DOD finds knowledge management a tricky fit
The discipline runs into problems when operations are compartmentalized
- By Amber Corrin
- Oct 19, 2009
As much as Defense Department officials like the idea of knowledge management, they are finding the discipline often does not fit easily into their daily operations.
The goal of knowledge management is to develop organizational strategies for culling and disseminating information, experience and insight and administration. The problem is that DOD has compartmentalized operations, security worries and other distinctive needs and finds itself having to deal with knowledge management.
“Commanders want to tackle [projects] that can be completed on their watch,which doesn’t work with knowledge management,” Ronald Simmons, director of knowledge management integration at the Marine Corps Combat Development Command, said Oct. 15 at the DOD Knowledge Management Conference in Washington.
Knowledge management also defies traditional measures of success. For example, agency officials can never step back at a point in time and say they've achieved knowledge management. It is an on-going discipline.
“If you think you’ve [succeeded in knowledge management], you aren’t doing knowledge management,” said Robert Neilson, knowledge management adviser at the office of the Army Chief Information Officer. “There is no timeline.”

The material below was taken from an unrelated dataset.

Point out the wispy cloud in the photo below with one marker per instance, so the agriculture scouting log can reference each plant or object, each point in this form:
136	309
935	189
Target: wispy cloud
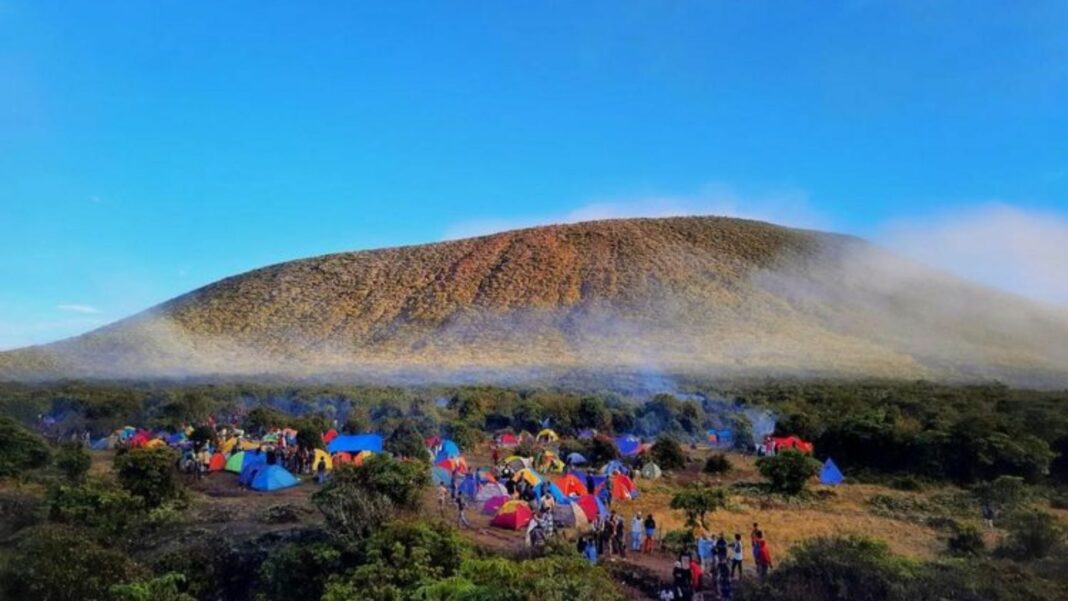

Often the difficulties with knowledge management are less about governance and more about the work style of individual employees.
“People are not accustomed or trained for collaboration. It’s a cultural issue,” added Bobby Caudill, solution architect, Global Government Solutions at Adobe.
Business consultant Art Schlussel advises officials to develop a plan that integrates knowledge management into their organization at multiple levels, looking at strategic viewpoints, daily operations and tactical applications. “It’s a discipline, and it needs to be approached as such in order to be effective and sustained,” he said.
However, industry executives say the benefits of knowledgement management make it worth all the difficulties.
“This is an opportunity to tap into the next frontier. This is a game-changer,” said Kay Adams, vice president for talent and organization performance at Accenture National Security Services. “This is a new work environment, and in this world people can work whenever, from wherever,” she said.
If done well, knowledge management can lead to better productivity, because employees will spend less time searching for the information they need, said Adams. “On average, knowledge workers spend two hours a day looking for information to do their job,” she said.
Amber Corrin is a staff writer covering military networks for Defense Systems.